Network Functions Virtualization (NFV) offers several benefits for Service Providers (SPs), such as mitigating equipment cost and increasing business agility. In NFV-enabled networks, inadequate placement of Virtualized Network Functions (VNFs) creates bottlenecks, impacting negatively on performance. Therefore, network operators must establish affinity and anti-affinity rules to avoid network and processing bottlenecks, and thus comply with Service Level Agreement (SLA) requirements of tenants. Affinity and anti-affinity rules in NFV must be broad and carefully elaborated to maintain service performance. Network operators must consider further than simply resource allocation when identifying affinity among VNFs.

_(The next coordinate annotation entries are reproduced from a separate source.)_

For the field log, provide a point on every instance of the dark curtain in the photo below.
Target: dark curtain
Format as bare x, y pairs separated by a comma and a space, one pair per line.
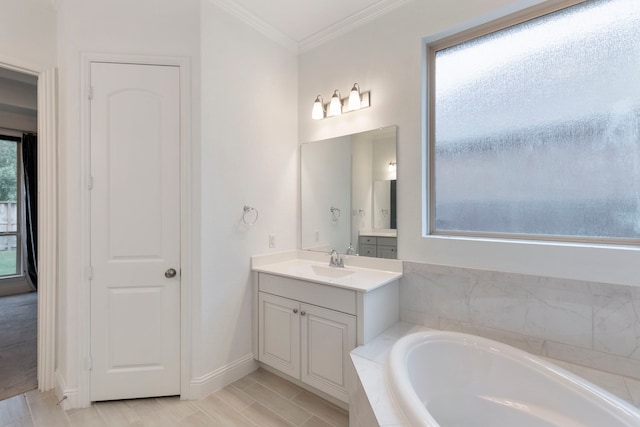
30, 172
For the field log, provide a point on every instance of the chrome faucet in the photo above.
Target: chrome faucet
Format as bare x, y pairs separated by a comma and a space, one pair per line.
335, 260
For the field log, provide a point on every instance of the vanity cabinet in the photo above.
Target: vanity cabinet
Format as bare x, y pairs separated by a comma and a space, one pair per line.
307, 341
379, 247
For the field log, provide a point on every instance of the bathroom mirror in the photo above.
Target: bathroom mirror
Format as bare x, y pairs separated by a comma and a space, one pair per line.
348, 193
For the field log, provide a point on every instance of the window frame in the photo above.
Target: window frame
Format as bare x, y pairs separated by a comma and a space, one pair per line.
19, 212
454, 37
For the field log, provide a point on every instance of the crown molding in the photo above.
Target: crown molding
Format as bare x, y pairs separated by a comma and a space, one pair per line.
352, 22
256, 23
332, 31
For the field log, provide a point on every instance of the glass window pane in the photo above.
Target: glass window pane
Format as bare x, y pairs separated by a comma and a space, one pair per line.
537, 126
8, 256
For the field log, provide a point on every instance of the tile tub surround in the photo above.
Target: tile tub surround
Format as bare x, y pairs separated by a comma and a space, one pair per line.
372, 405
596, 325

The criteria for VNFs affinity varies for different forwarding graphs. Geolocation, latency, packet loss, and bandwidth usage are some examples of criteria that can be considered as indicators of bottlenecks in high traffic networks. In this paper, we propose a solution to measure affinity between pairs of VNFs, based on a weighted set of affinity criteria considered relevant by a network operator. To evaluate the feasibility of our affinity model, we analyze three case studies over an experimental NFV scenario. We conclude that our affinity model can help network operators identify the cause of issues in NFV-enabled networks, as well as it may be used by NFV orchestrators to aid on VNFs migration and embedding.